Over the holidays the Washington Post published a lengthy investigation into healthcare data security and found it full of gaping holes.
The two biggest conclusions of the article were:
- There is a culture among healthcare professionals that eschews security, one where healthcare workers “sidestep basic security measures, such as passwords, in favor of convenience.”
- Medical devices, such as defribulators and insulin pumps, are vulnerable to hacking.
The best description of healthcare data security? “I have never seen an industry with more gaping security holes,” Avi Rubin, technical director of the Information Security Institute at Johns Hopkins University, told the Post. “If our financial industry regarded security the way the health-care sector does, I would stuff my cash in a mattress under my bed.”
Healthcare Professionals’ Laxity
During Rubin’s research, he found “that doctors and medical workers used the same computers to connect to both the Internet and internal networks,” a big security no-no that provides “a pipeline for attackers into the sensitive networks.”
In one extreme case, Rubin interviewed a nurse who admitted part of her duties included “typing in a physician’s password constantly so that the doctor would not have to, leaving the unattended machine unprotected.”
Medical Devices Vulnerable
The Post article made a point to mention that as more and more medical devices are computerized, the risk for hacking grows. However the Post was unable to find any documented cases of hacking of devices, only anecdotes.
The risk has long been known. Recent IT security magazine SC wrote at length about security holes in healthcare electronic devices, such as radiology systems, which though are connected to a hospital’s network, do not have the same security as other systems.
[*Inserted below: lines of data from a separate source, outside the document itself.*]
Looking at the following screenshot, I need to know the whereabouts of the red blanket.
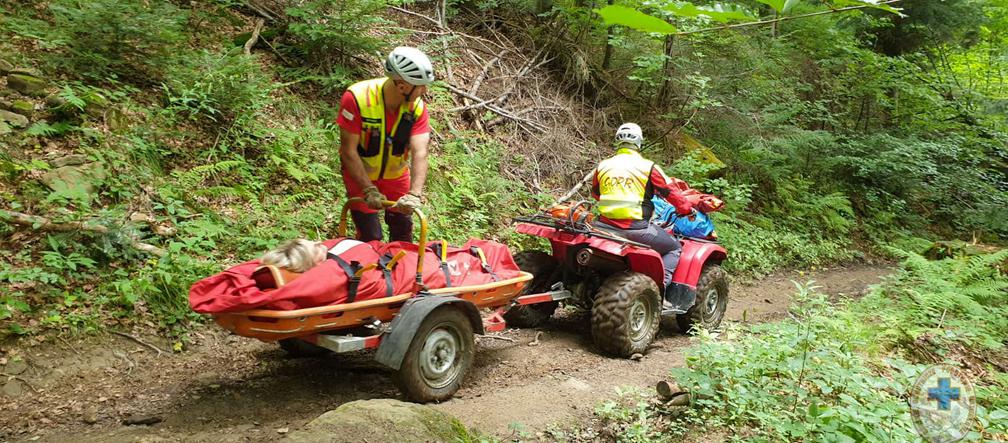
[190,239,519,314]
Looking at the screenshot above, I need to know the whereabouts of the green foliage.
[597,250,1008,442]
[286,0,397,90]
[49,0,185,85]
[163,49,273,129]
[857,250,1008,353]
[424,134,542,243]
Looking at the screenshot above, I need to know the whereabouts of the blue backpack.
[651,196,714,238]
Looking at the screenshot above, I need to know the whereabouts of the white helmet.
[616,123,644,149]
[385,46,434,86]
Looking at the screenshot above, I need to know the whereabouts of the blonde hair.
[259,238,318,272]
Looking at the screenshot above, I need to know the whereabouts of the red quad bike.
[504,202,728,357]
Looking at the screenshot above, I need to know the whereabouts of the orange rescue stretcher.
[208,198,571,403]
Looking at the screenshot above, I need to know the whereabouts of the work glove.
[364,185,385,209]
[392,193,423,215]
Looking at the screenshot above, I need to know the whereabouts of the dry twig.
[112,331,167,357]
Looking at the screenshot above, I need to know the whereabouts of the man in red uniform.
[336,46,434,241]
[592,123,692,288]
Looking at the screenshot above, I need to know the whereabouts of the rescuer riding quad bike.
[504,202,728,357]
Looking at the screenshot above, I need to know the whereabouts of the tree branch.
[0,209,166,256]
[245,18,266,56]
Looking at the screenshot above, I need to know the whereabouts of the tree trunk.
[602,0,616,71]
[655,34,674,106]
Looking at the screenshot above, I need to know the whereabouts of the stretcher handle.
[337,197,427,292]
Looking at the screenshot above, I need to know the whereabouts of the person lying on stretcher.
[190,238,520,314]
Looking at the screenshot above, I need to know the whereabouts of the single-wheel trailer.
[208,198,571,403]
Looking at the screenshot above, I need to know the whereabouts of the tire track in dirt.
[0,265,891,443]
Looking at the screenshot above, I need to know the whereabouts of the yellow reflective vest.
[595,147,654,220]
[348,78,424,180]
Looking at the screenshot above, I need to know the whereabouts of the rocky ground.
[0,265,891,443]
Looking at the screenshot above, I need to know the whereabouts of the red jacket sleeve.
[592,168,602,200]
[651,164,692,215]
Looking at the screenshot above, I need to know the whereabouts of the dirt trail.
[0,265,891,443]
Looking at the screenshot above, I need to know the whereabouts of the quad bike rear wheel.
[592,271,661,358]
[395,306,475,403]
[504,250,558,328]
[675,263,728,332]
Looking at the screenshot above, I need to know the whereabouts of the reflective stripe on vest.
[596,148,654,220]
[348,78,424,180]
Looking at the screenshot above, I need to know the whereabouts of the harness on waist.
[326,252,378,303]
[430,240,452,288]
[469,246,501,282]
[378,250,406,297]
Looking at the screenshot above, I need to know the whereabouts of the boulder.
[9,100,35,118]
[287,399,465,443]
[40,162,106,194]
[52,153,88,168]
[7,73,48,97]
[81,92,109,117]
[0,110,28,128]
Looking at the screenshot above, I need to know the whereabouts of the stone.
[51,153,88,168]
[0,110,28,128]
[40,162,106,194]
[8,68,42,79]
[287,399,465,443]
[7,73,48,97]
[45,94,67,108]
[10,100,35,118]
[0,379,24,397]
[3,360,28,375]
[563,377,592,391]
[81,92,109,117]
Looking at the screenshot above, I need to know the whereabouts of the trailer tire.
[592,271,661,358]
[675,263,728,333]
[395,305,475,403]
[504,250,559,328]
[280,338,331,358]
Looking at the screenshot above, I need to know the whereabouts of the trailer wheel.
[504,250,559,328]
[280,338,330,358]
[592,271,661,358]
[675,263,728,332]
[396,306,475,403]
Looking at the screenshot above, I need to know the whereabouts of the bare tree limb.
[0,209,166,256]
[551,169,595,206]
[112,331,168,357]
[245,18,266,56]
[446,84,546,132]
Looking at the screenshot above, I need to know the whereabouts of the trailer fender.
[375,294,483,370]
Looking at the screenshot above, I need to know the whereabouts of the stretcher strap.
[327,253,366,303]
[469,246,500,282]
[378,250,406,297]
[430,240,452,288]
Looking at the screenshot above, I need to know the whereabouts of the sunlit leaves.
[595,5,675,34]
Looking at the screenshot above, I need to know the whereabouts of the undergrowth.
[597,251,1008,442]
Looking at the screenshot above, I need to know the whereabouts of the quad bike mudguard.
[515,223,669,289]
[665,238,728,313]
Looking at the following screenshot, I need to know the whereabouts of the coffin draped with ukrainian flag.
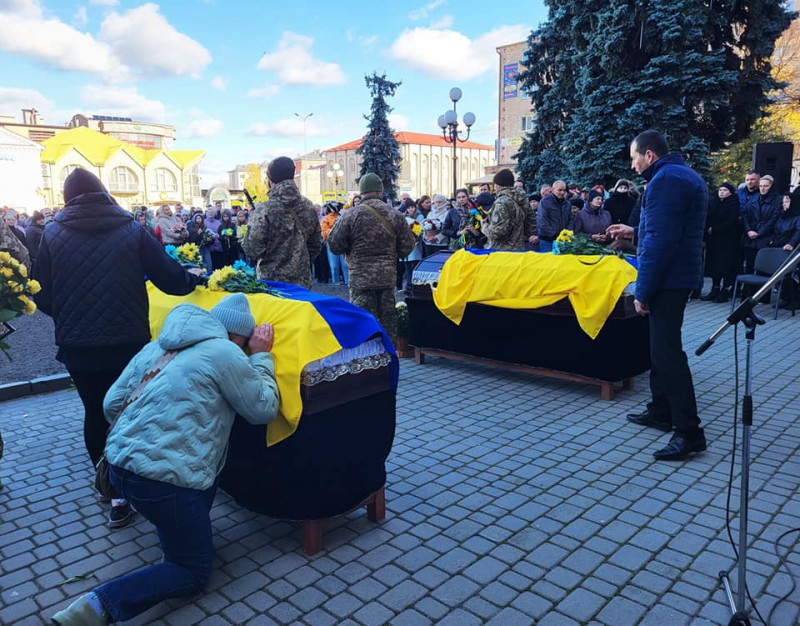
[148,282,398,520]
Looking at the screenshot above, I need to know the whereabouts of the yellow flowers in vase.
[0,252,41,361]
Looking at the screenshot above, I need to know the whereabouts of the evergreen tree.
[356,72,402,201]
[517,0,791,184]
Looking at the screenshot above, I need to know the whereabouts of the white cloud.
[408,0,447,21]
[247,85,281,100]
[388,113,410,130]
[98,3,211,77]
[0,87,53,121]
[258,31,347,85]
[0,0,127,76]
[81,85,166,123]
[430,15,453,30]
[389,24,530,80]
[180,119,225,139]
[72,7,89,26]
[199,155,233,188]
[245,117,339,137]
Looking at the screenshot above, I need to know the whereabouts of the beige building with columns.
[319,131,495,198]
[496,41,535,169]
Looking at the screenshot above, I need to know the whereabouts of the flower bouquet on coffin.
[203,228,217,246]
[208,261,284,298]
[164,241,210,272]
[0,252,41,361]
[553,229,631,265]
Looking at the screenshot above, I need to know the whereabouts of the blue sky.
[0,0,546,186]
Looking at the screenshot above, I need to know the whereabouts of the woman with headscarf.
[319,201,350,285]
[603,178,636,224]
[700,181,742,302]
[769,193,800,251]
[442,189,472,248]
[217,209,237,267]
[187,212,214,272]
[422,193,450,245]
[769,187,800,309]
[742,174,782,274]
[134,211,158,239]
[205,205,222,270]
[155,204,186,246]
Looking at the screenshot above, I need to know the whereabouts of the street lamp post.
[295,113,314,157]
[438,87,475,198]
[325,163,344,195]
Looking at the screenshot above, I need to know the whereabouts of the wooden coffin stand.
[406,252,650,400]
[220,358,396,555]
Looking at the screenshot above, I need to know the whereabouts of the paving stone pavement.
[0,302,800,626]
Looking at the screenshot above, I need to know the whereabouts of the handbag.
[94,350,180,499]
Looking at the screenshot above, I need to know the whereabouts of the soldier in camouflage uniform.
[0,209,31,271]
[242,157,322,289]
[328,173,416,340]
[484,169,536,250]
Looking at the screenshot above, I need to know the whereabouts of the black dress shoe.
[653,432,706,461]
[627,411,672,433]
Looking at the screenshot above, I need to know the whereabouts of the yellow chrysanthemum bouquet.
[553,229,630,261]
[207,261,282,296]
[0,252,41,361]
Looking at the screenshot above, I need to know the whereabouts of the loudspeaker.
[753,141,794,193]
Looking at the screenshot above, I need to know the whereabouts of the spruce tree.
[518,0,791,184]
[356,72,402,201]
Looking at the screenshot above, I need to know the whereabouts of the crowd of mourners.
[3,170,800,307]
[0,157,800,626]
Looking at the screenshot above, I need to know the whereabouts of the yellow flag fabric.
[147,283,342,446]
[433,250,636,339]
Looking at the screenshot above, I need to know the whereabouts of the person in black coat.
[33,169,199,528]
[25,211,44,266]
[700,181,742,302]
[769,187,800,310]
[742,175,781,274]
[769,194,800,251]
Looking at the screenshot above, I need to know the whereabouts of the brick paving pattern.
[0,302,800,626]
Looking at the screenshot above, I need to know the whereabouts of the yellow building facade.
[41,127,205,208]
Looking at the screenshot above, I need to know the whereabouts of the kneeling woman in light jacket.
[53,293,279,626]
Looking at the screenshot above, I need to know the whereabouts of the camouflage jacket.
[242,180,322,289]
[483,187,536,250]
[0,217,31,270]
[328,198,417,289]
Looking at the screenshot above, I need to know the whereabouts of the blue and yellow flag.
[433,250,636,339]
[147,281,399,446]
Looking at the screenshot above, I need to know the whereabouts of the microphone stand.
[695,244,800,626]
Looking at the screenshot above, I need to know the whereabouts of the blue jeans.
[325,246,350,285]
[95,465,217,622]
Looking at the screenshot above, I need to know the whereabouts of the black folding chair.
[731,248,791,319]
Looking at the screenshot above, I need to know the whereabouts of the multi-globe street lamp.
[438,87,475,198]
[325,163,344,193]
[295,113,314,158]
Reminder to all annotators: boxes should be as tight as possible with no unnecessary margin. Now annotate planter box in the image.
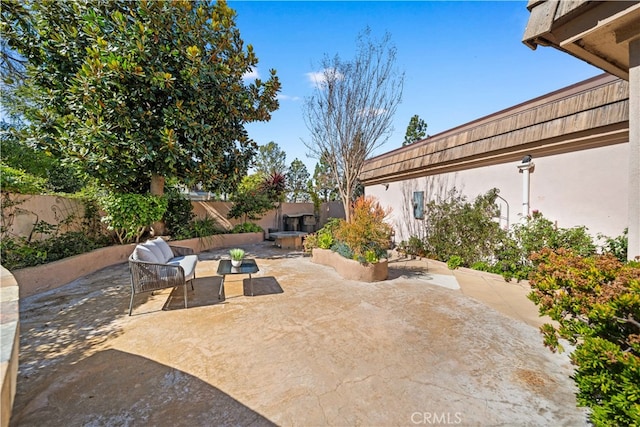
[311,248,389,282]
[11,232,264,298]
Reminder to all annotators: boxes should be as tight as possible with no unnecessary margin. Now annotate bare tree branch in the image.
[305,28,404,220]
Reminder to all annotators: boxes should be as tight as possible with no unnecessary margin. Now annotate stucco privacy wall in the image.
[192,201,345,231]
[1,194,345,240]
[365,144,629,242]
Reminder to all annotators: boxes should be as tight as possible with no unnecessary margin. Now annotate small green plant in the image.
[364,251,380,264]
[598,228,629,262]
[447,255,463,270]
[302,233,318,254]
[331,242,354,259]
[229,248,244,261]
[334,196,393,262]
[317,229,334,249]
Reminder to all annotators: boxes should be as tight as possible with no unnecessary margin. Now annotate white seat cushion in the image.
[133,245,162,263]
[142,241,166,264]
[167,255,198,281]
[148,237,173,262]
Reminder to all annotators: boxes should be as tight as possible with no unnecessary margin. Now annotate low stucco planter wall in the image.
[12,233,264,298]
[0,266,20,427]
[0,233,264,427]
[311,248,389,282]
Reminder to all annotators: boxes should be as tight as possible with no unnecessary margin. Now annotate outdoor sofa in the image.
[129,237,198,316]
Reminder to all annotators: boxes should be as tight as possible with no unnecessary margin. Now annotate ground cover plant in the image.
[529,248,640,426]
[304,196,393,263]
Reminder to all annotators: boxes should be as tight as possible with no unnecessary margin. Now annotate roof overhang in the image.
[359,74,629,186]
[522,0,640,80]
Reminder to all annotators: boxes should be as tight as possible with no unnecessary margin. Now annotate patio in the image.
[11,242,587,426]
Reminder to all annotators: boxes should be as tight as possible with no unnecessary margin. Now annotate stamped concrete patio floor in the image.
[11,242,587,426]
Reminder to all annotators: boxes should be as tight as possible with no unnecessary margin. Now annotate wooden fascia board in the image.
[360,122,629,186]
[361,79,629,180]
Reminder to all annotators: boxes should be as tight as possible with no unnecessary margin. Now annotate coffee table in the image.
[218,258,260,300]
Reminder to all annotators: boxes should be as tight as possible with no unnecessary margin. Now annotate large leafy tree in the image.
[255,141,287,177]
[402,114,427,147]
[305,29,404,221]
[3,0,280,194]
[286,158,310,203]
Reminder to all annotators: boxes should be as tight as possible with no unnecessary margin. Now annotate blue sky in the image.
[228,1,602,174]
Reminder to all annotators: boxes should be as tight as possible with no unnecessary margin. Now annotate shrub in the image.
[231,222,264,233]
[100,193,167,244]
[447,255,464,270]
[316,229,333,249]
[335,196,393,262]
[598,228,629,262]
[331,242,354,259]
[398,236,427,257]
[164,188,196,240]
[0,163,46,194]
[423,188,505,266]
[494,211,596,280]
[529,248,640,426]
[190,216,223,239]
[303,218,343,253]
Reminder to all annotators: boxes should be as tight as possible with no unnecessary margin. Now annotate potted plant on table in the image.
[229,248,244,267]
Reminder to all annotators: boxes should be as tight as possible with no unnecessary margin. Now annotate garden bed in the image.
[311,248,389,282]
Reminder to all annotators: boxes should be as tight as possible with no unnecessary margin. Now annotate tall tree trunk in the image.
[150,174,166,236]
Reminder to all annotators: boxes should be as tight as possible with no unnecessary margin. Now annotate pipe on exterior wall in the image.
[518,155,536,221]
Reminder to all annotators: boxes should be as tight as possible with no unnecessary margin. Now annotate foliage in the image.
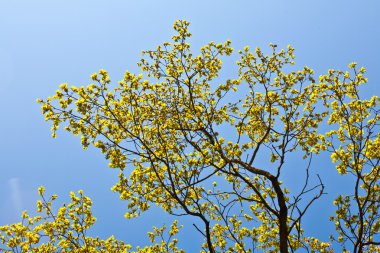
[3,21,380,252]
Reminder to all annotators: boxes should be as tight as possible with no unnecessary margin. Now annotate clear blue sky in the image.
[0,0,380,250]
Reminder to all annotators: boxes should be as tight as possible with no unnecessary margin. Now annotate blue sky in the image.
[0,0,380,250]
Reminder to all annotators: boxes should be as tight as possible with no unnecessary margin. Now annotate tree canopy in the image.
[0,20,380,253]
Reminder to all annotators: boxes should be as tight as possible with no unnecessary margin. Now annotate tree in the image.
[2,20,380,253]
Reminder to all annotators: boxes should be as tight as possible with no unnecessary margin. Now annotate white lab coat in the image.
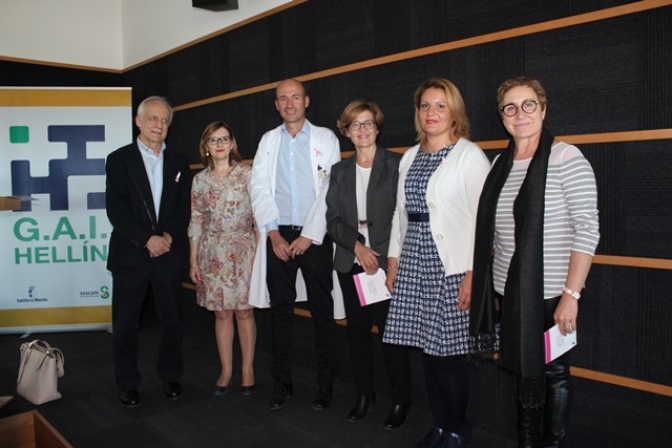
[249,120,345,319]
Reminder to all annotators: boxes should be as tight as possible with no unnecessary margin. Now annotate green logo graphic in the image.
[9,126,30,143]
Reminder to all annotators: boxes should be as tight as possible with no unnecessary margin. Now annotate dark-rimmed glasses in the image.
[499,100,539,117]
[208,135,231,146]
[348,120,376,131]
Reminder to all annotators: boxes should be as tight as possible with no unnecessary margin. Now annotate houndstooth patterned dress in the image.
[383,146,474,356]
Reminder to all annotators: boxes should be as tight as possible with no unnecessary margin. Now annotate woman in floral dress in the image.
[189,121,257,396]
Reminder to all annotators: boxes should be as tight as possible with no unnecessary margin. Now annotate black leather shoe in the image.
[270,381,294,411]
[119,389,140,409]
[384,403,411,429]
[163,383,182,400]
[240,384,257,395]
[348,394,376,423]
[443,432,469,448]
[313,385,334,411]
[415,427,446,448]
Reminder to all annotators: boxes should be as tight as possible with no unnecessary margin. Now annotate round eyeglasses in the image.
[348,120,376,131]
[208,135,231,146]
[499,100,539,117]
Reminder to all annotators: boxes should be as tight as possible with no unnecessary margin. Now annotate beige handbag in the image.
[16,339,65,404]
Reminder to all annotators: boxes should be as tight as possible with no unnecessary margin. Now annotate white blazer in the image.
[249,120,345,319]
[388,138,490,276]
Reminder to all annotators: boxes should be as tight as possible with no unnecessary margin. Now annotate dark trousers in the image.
[338,264,411,404]
[112,268,184,391]
[518,297,570,448]
[266,229,338,388]
[422,354,471,439]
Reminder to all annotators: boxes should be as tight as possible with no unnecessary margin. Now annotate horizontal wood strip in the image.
[593,255,672,270]
[173,0,672,112]
[0,56,124,75]
[570,367,672,397]
[476,129,672,150]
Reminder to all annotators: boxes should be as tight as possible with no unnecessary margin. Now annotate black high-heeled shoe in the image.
[383,403,411,429]
[240,383,257,395]
[348,394,376,423]
[218,374,233,397]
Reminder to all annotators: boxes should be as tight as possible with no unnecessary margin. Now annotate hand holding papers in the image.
[544,325,576,364]
[353,268,392,306]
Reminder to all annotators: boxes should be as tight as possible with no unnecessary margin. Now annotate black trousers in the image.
[266,229,338,388]
[422,354,471,439]
[112,268,184,391]
[338,264,411,404]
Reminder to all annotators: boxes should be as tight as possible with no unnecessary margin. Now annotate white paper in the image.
[544,324,576,364]
[352,268,392,306]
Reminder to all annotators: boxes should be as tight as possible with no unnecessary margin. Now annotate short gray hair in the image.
[138,95,173,125]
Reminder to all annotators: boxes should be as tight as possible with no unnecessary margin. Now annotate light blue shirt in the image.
[267,125,315,231]
[138,138,166,222]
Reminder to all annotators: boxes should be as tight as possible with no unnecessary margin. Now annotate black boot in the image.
[518,401,543,448]
[544,357,569,448]
[348,394,376,423]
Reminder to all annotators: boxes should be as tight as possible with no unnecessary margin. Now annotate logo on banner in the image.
[9,125,105,211]
[16,286,49,303]
[0,87,132,322]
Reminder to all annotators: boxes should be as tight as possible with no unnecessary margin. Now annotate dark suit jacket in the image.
[105,142,191,275]
[327,146,401,273]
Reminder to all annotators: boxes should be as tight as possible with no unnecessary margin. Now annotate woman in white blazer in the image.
[383,78,490,447]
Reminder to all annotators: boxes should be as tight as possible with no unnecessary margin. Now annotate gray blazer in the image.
[327,146,401,273]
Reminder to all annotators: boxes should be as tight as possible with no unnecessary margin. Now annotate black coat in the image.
[105,143,191,275]
[327,146,401,273]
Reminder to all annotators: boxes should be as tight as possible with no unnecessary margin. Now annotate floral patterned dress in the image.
[189,163,257,311]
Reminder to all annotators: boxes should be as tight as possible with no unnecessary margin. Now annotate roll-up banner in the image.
[0,87,132,333]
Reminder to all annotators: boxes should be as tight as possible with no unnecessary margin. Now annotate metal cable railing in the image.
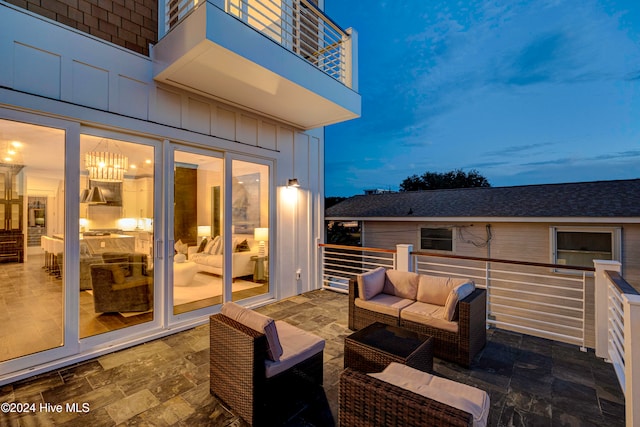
[320,244,396,293]
[165,0,349,84]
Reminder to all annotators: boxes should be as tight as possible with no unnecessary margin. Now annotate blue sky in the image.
[325,0,640,196]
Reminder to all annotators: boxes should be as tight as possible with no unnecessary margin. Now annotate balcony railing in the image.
[164,0,352,87]
[595,261,640,426]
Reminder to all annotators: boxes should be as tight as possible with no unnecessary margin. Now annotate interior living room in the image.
[0,120,269,361]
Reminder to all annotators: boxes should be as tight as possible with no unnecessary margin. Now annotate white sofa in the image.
[187,234,258,279]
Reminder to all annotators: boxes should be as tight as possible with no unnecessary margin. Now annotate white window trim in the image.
[417,224,457,254]
[549,226,622,270]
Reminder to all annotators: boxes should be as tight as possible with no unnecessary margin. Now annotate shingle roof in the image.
[325,179,640,219]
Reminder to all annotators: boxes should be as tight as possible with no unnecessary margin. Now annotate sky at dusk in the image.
[325,0,640,196]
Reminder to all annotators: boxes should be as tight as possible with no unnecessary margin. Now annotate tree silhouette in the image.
[400,169,491,191]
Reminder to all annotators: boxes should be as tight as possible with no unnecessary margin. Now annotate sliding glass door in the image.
[79,134,155,338]
[0,115,67,366]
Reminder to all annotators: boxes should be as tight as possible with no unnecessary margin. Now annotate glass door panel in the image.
[76,135,155,338]
[0,119,66,362]
[169,149,224,314]
[231,160,271,301]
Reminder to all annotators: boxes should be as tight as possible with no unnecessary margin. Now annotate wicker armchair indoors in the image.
[90,253,153,313]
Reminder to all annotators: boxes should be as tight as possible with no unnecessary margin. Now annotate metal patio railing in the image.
[164,0,352,87]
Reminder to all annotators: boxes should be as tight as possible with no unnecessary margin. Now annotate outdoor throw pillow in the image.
[443,279,476,321]
[382,270,420,299]
[416,274,457,306]
[357,267,386,301]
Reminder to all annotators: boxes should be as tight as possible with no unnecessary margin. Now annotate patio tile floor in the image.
[0,291,625,427]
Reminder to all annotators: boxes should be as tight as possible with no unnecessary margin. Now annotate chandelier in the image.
[85,140,129,182]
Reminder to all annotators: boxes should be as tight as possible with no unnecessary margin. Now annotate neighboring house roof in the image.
[325,179,640,219]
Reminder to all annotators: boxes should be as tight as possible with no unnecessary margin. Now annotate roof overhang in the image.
[152,2,361,129]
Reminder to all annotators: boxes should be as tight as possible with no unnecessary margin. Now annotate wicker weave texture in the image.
[349,279,487,367]
[338,368,473,427]
[344,330,433,373]
[209,314,324,426]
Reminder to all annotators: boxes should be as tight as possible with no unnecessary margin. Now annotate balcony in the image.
[152,0,361,129]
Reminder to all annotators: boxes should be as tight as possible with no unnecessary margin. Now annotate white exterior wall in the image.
[0,4,324,380]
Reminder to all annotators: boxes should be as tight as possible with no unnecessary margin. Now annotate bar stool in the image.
[51,239,64,279]
[40,236,49,270]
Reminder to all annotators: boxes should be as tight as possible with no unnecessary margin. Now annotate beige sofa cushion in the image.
[354,293,414,318]
[416,274,454,306]
[369,362,491,427]
[382,270,420,300]
[400,301,458,334]
[443,280,476,320]
[264,320,325,378]
[220,301,283,362]
[357,267,386,300]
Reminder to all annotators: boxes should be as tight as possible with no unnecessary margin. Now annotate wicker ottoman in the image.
[344,322,433,373]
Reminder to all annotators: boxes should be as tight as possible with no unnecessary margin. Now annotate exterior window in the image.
[420,228,453,252]
[552,228,620,267]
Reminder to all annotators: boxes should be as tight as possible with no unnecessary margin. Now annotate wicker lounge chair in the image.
[210,303,324,426]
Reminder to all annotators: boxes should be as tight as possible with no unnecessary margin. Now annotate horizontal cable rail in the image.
[165,0,350,84]
[411,252,595,349]
[319,243,396,293]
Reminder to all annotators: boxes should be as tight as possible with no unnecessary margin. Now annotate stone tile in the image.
[123,396,196,427]
[0,291,624,427]
[106,390,160,424]
[148,374,194,402]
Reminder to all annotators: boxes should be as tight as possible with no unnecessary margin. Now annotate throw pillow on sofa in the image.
[236,239,251,252]
[382,270,420,300]
[197,237,209,253]
[443,280,476,321]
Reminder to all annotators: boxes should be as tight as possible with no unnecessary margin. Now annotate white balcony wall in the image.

This equipment is not subject to the same security management requirements as other patient systems because of different regulations, says Barbara Filkins, a security consultant specializing in health care. Another article in SC Magazine extrapolated the frightening possibilities of insecure medical devices.
But What About the Revenue Cycle?
The Post article did not mention security risks by healthcare’s revenue cycle systems. The article takes great pains to point out that most hackers focus on those systems that provide access to money. But the investigation did not uncover any unusual hacking of healthcare business office systems — where the money is.